Further analysis indicated that buccal cell frataxin levels reached a steady state around day 30. While the drug was generally well-tolerated, two participants experienced serious adverse events, resolving within 24 hours, leading to their withdrawal from the study. The most common side effects were mild and temporary injection site reactions.
Building on these findings, Larimar has initiated dose escalation to 50 mg daily in six participants within the OLE study. Additionally, the company is screening adolescents with Friedreich’s Ataxia for a pediatric pharmacokinetic (PK) run-in study, with dosing anticipated in early 2025. Adolescents completing this study will transition into the OLE study after safety and PK data assessment.

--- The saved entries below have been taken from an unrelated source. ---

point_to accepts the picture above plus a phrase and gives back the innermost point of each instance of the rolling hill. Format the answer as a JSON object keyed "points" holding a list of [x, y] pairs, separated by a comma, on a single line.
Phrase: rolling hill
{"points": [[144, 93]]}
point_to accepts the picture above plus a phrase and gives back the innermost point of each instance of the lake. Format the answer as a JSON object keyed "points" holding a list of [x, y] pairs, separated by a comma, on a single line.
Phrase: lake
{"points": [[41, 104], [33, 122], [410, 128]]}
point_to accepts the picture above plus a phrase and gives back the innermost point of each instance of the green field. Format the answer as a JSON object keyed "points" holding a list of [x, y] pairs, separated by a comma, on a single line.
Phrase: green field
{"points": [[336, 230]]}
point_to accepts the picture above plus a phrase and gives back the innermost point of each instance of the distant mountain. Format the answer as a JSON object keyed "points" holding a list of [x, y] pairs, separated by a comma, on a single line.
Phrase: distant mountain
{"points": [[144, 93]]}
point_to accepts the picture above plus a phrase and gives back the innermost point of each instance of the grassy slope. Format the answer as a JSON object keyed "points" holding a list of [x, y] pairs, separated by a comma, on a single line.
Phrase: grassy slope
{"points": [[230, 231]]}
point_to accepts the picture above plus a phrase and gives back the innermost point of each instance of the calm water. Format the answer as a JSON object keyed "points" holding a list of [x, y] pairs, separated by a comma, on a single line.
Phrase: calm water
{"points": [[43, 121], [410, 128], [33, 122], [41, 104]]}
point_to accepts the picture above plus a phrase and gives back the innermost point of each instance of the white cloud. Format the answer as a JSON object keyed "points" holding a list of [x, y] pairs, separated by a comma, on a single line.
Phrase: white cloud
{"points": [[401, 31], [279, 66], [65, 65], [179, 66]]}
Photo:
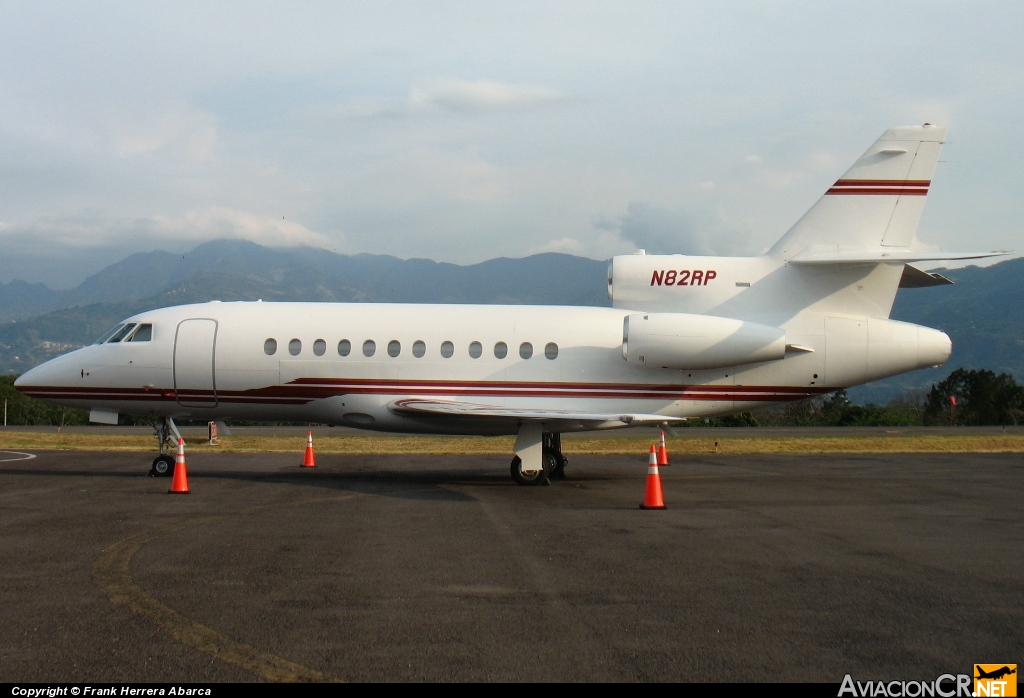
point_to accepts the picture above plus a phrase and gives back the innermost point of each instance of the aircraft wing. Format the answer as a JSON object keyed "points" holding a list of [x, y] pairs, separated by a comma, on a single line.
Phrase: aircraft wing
{"points": [[473, 410], [878, 257]]}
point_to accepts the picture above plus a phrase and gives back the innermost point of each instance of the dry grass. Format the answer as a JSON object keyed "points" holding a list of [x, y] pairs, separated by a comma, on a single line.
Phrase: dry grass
{"points": [[440, 445]]}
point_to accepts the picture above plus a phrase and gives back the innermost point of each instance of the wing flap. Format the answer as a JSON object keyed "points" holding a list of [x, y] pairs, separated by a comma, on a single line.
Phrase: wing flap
{"points": [[453, 408]]}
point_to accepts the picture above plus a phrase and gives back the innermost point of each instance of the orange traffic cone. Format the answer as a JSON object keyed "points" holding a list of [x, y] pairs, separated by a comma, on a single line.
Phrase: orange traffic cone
{"points": [[663, 452], [309, 461], [653, 498], [179, 485]]}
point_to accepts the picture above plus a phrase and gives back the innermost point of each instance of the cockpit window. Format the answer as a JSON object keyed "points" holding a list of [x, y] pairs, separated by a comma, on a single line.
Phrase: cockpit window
{"points": [[111, 334], [120, 334], [142, 334]]}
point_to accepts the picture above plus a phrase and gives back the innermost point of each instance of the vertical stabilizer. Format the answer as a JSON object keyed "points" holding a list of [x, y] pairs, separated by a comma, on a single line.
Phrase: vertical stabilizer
{"points": [[877, 205]]}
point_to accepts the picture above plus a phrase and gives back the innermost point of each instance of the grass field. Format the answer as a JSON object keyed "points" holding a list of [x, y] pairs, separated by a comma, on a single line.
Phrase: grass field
{"points": [[895, 443]]}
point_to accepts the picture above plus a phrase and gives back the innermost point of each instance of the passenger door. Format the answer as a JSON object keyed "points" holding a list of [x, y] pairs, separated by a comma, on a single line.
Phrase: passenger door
{"points": [[195, 359]]}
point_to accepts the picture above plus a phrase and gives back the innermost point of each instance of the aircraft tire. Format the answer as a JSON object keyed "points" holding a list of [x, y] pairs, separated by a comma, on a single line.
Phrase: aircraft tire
{"points": [[163, 467], [527, 479]]}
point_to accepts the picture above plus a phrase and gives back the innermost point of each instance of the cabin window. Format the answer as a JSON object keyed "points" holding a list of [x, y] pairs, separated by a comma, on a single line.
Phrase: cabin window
{"points": [[120, 334], [111, 334], [142, 334]]}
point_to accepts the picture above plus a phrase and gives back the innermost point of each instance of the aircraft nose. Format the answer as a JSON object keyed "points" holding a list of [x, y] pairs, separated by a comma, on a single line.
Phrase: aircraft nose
{"points": [[48, 375]]}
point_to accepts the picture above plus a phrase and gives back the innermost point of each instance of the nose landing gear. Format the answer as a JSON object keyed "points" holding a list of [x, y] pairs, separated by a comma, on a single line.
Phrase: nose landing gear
{"points": [[167, 441], [552, 462]]}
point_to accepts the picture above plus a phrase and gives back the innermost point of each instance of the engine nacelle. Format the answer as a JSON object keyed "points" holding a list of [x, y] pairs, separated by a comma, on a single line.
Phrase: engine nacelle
{"points": [[696, 342]]}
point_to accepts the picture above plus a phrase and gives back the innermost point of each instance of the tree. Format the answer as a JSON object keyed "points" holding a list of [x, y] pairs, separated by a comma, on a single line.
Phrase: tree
{"points": [[982, 398]]}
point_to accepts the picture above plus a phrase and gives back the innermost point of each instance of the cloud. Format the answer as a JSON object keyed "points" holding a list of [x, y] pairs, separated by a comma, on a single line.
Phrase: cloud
{"points": [[666, 231], [220, 222], [568, 246], [62, 251], [480, 95], [437, 96]]}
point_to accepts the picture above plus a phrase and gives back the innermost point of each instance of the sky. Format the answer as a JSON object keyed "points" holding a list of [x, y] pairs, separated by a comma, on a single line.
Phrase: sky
{"points": [[464, 131]]}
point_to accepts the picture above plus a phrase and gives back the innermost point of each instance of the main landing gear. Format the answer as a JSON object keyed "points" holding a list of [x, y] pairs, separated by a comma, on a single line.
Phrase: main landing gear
{"points": [[167, 442], [551, 465]]}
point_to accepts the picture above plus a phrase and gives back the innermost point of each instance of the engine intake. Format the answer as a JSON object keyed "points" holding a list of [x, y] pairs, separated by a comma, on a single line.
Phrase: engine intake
{"points": [[696, 342]]}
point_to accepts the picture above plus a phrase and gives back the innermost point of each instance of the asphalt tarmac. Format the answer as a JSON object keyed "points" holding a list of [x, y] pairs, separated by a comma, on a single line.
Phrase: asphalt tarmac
{"points": [[439, 568]]}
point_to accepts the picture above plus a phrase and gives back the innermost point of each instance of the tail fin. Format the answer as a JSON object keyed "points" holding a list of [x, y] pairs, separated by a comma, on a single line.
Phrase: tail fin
{"points": [[877, 205]]}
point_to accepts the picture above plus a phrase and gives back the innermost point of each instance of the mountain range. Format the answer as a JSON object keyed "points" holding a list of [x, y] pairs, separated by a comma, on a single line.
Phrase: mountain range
{"points": [[982, 311]]}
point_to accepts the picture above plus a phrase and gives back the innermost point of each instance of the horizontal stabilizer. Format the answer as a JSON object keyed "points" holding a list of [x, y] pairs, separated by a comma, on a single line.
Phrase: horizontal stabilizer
{"points": [[919, 278], [450, 408], [881, 257]]}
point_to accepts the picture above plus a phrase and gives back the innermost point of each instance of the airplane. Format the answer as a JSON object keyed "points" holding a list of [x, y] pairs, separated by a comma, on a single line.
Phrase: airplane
{"points": [[686, 338]]}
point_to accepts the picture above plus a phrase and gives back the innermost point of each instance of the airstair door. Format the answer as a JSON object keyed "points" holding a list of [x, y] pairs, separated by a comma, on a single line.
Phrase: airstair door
{"points": [[195, 358]]}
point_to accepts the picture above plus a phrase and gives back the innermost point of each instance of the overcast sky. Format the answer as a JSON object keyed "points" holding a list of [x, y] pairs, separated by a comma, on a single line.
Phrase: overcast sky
{"points": [[463, 131]]}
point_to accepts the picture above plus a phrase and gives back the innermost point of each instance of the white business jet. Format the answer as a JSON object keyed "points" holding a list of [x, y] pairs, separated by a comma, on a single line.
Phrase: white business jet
{"points": [[686, 338]]}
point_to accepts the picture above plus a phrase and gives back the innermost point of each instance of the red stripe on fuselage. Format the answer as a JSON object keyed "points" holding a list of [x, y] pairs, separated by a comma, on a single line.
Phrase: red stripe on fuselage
{"points": [[303, 391]]}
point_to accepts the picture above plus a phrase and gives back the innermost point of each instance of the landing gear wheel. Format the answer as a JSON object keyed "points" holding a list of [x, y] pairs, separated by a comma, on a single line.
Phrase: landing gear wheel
{"points": [[559, 472], [524, 478], [163, 467]]}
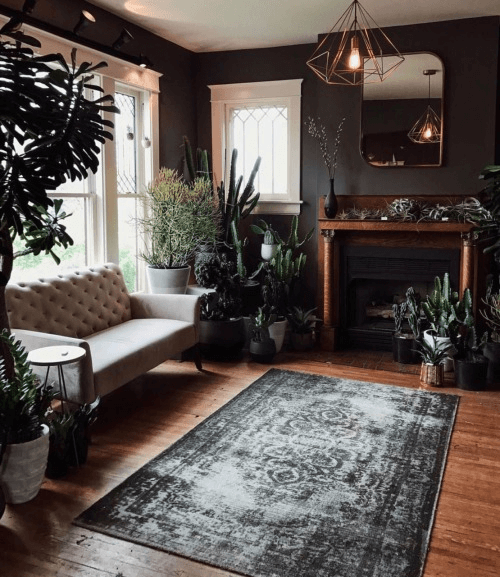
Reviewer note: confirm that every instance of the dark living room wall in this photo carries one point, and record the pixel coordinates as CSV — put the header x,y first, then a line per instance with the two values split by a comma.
x,y
469,49
177,106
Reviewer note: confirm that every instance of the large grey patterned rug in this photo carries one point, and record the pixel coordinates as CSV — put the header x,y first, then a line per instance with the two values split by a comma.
x,y
298,476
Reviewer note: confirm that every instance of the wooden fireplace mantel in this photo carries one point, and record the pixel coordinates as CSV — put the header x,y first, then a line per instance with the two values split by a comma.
x,y
335,233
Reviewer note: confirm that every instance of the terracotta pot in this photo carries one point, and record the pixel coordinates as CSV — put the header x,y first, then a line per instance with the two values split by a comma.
x,y
432,375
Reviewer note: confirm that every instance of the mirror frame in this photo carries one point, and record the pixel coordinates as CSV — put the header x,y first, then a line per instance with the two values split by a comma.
x,y
441,147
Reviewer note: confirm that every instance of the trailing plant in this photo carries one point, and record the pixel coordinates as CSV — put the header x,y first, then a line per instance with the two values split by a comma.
x,y
399,313
491,315
49,132
302,321
179,217
433,353
414,312
24,402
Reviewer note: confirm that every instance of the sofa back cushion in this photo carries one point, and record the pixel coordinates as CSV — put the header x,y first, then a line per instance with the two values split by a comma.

Despite these seemingly positive developments, LRMR stock experienced a significant decline, trading down 21.5% at $4.85 on Monday. This market reaction suggests that investors may be cautiously interpreting the data, potentially focusing on the small sample size, the occurrence of serious adverse events, or broader market trends.
In conclusion, the initial data from Larimar Therapeutics’ OLE study demonstrates nomlabofusp’s potential to increase and sustain frataxin levels in individuals with Friedreich’s Ataxia. However, the market response underscores the need for further research, including larger-scale trials and longer-term follow-up, to fully evaluate the efficacy and safety profile of nomlabofusp. The upcoming pediatric PK study and continued dose escalation within the OLE study will provide valuable insights into the drug’s potential in a broader patient population. Continued monitoring of LRMR stock performance and future data releases will be crucial for investors interested in this developing therapeutic area.